If I were going to try this I would get a bottle of hydrochloric acid and do a thorough job of acid washing it first. Once it doesn't fizz from the acid it could work ok. Concrete isn't waterproof, so any paint would have to be water tight to avoid flaking off as water soaks in behind it. I would enjoy reading about how well this works, if you try it.


----------



## Burks (May 25, 2006)

Would there be any other material I could use? 

I want to do a handmade volcano about 6"-8" tall with lots of texture for plants to cling to.


----------



## czado (May 26, 2005)

Many DIY backgrounds are made of Styro coated with concrete, which will work depending on how you want your centerpiece.
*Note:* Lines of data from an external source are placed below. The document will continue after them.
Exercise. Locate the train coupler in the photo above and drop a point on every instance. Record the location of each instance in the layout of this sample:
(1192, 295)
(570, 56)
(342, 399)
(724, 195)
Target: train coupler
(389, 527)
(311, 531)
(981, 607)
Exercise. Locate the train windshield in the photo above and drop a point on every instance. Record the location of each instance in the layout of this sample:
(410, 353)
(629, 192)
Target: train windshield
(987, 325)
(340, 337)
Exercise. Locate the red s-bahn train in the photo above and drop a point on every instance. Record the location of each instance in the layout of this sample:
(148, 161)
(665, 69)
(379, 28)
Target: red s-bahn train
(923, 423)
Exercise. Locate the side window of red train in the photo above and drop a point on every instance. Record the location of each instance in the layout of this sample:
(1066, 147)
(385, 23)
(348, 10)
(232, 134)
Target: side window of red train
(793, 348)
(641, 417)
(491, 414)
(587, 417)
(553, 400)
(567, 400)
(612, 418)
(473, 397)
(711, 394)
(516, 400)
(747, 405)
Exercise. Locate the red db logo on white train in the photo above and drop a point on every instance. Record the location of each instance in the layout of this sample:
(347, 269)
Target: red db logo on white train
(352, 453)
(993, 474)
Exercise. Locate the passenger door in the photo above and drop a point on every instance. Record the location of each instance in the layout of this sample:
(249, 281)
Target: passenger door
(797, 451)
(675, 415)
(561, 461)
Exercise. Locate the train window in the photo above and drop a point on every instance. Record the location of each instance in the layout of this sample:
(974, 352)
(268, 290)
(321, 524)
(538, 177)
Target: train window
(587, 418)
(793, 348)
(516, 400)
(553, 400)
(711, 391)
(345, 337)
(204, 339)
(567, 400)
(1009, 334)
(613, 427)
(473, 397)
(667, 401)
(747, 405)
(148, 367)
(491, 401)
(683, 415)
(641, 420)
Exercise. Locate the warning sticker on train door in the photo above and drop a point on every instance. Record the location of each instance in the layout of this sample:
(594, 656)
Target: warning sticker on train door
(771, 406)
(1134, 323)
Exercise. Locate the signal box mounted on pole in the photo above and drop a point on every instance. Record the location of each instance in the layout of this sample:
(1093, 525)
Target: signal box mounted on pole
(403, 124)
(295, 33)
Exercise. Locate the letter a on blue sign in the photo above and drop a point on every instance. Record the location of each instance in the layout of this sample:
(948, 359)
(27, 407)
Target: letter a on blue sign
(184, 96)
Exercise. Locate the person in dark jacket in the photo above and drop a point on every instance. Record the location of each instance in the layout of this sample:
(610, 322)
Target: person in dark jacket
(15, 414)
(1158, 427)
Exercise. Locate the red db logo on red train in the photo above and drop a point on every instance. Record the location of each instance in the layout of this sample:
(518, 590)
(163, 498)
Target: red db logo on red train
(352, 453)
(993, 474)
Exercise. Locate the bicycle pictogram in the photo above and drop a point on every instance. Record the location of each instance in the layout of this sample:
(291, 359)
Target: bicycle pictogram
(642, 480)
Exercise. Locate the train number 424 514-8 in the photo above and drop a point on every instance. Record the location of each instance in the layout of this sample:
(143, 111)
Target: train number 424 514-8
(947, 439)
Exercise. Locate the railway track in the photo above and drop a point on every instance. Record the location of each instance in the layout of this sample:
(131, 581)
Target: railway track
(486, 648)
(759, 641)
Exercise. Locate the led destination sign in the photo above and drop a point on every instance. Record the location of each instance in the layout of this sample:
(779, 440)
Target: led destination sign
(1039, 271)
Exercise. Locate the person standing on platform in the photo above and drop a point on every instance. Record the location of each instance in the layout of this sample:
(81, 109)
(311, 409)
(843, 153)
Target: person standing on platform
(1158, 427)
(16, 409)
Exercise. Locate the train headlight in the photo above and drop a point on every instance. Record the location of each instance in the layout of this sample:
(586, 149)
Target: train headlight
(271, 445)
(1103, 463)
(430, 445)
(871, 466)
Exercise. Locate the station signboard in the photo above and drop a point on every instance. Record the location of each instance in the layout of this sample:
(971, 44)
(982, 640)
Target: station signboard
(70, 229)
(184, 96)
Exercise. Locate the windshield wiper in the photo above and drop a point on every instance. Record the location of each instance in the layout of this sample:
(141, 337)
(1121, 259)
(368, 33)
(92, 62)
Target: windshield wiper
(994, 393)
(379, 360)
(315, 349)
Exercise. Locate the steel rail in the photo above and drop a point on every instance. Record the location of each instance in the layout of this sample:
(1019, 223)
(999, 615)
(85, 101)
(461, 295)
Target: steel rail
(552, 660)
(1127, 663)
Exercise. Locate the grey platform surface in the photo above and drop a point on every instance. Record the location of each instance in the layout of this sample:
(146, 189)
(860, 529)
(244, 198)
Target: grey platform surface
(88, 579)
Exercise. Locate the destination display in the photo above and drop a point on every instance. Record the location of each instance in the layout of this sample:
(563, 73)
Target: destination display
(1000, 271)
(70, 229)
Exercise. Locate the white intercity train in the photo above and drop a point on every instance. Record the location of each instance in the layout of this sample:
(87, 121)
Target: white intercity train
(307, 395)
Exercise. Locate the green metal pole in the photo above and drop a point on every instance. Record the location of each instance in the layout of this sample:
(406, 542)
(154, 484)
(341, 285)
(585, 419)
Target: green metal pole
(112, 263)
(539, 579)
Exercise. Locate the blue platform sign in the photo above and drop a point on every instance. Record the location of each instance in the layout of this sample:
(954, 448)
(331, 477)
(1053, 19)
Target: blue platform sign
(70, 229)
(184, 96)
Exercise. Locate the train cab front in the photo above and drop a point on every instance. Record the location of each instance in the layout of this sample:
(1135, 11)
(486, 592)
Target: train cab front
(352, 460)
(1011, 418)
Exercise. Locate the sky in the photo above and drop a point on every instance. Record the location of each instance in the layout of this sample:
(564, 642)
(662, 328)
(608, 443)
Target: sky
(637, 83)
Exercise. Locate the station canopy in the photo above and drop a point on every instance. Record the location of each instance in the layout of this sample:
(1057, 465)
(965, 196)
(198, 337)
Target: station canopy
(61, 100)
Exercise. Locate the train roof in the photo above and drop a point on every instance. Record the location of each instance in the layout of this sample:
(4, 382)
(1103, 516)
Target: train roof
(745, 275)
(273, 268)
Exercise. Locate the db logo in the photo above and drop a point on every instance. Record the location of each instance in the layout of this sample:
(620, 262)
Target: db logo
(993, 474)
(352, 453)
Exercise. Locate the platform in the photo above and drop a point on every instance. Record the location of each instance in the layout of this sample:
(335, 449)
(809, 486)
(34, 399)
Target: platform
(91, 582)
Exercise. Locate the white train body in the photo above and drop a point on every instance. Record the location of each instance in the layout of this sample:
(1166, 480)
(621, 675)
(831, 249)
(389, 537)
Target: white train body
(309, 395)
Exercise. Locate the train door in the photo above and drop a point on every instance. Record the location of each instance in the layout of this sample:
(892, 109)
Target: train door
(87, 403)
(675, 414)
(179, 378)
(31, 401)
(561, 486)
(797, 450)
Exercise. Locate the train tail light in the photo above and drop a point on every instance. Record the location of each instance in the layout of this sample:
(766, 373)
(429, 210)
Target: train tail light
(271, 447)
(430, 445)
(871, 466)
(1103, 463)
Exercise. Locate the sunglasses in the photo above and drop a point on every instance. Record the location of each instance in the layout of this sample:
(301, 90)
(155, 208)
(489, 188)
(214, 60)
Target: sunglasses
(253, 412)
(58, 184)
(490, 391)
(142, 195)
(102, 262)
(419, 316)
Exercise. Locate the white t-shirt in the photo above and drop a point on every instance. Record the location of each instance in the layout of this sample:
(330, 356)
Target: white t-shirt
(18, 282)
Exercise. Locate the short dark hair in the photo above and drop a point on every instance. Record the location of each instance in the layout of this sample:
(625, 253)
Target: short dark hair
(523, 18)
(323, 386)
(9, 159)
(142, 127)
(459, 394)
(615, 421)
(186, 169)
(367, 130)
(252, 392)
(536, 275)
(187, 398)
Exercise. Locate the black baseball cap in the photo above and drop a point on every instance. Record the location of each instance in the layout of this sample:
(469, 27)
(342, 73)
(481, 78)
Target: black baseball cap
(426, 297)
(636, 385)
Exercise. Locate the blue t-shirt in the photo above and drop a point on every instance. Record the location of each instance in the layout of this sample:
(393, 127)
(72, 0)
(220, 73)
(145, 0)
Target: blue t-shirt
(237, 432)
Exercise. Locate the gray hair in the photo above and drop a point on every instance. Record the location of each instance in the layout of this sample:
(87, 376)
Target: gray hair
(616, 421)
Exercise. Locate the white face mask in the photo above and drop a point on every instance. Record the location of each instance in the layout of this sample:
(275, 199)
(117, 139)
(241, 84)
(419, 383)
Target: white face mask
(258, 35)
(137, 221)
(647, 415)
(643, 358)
It does contain limestone and will raise hardness -- for what its worth, people say you can speed up the curing time by using softened water and daily water changes, but I still waited 28 days with the pH well beyond the limit of my test kit.

I think the paint is risky. Maybe you could seal it with an epoxy though.

Here's the best resource I have found online: http://www.cichlid-forum.com/articles/diy_list.php (se aquascaping ideas)
and the... coolest... background... _ever_: http://www.aquariumadvice.com/viewtopic.php?t=31078&highlight=


----------



## BryceM (Nov 6, 2005)

Concrete is often used for municipal water storage reservoirs. Back in my engineering days we'd build million gallon tanks, wait a month, fill and empty them once, and then put water in for human use. It takes about a month to cure completely. Once this is done it's quite inert, assuming you didn't use limestone or another soluble gravel in the mix.

Making something out of concrete that actually looks nice...... now that's a different story.


----------



## Burks (May 25, 2006)

guaiac_boy said:


> Making something out of concrete that actually looks nice...... now that's a different story.


A lot of trial and error. :madgrin: The great thing is the moss I plan on having in the tank will eventually cover the centerpiece. You'll still be able to tell what it is.


----------



## oRiN999 (Apr 22, 2006)

what about plaster. that is what they use in swimming pools so i am assuming it has to be moderatlely water proof


----------



## hoppycalif (Apr 7, 2005)

Swimming pool plaster would be interesting to try. As I recall from the time I had one built, it sheds material for a few weeks into the water - when you brush it you brush it off. It is made to cure under water too.


----------



## John N. (Dec 11, 2005)

Burks if you find something and get your centerpiece setup, I think we all would love to see it. Sounds very interesting. Like "Mount Hawk-a-loogy" (Finding Nemo). 

I would be most concerned about the paint flaking off. In terms of material, concrete sounds like a better choice after it's condition per Guaiac Boy's sugguestion. The pool plaster might be hard to paint no?

-John N.


----------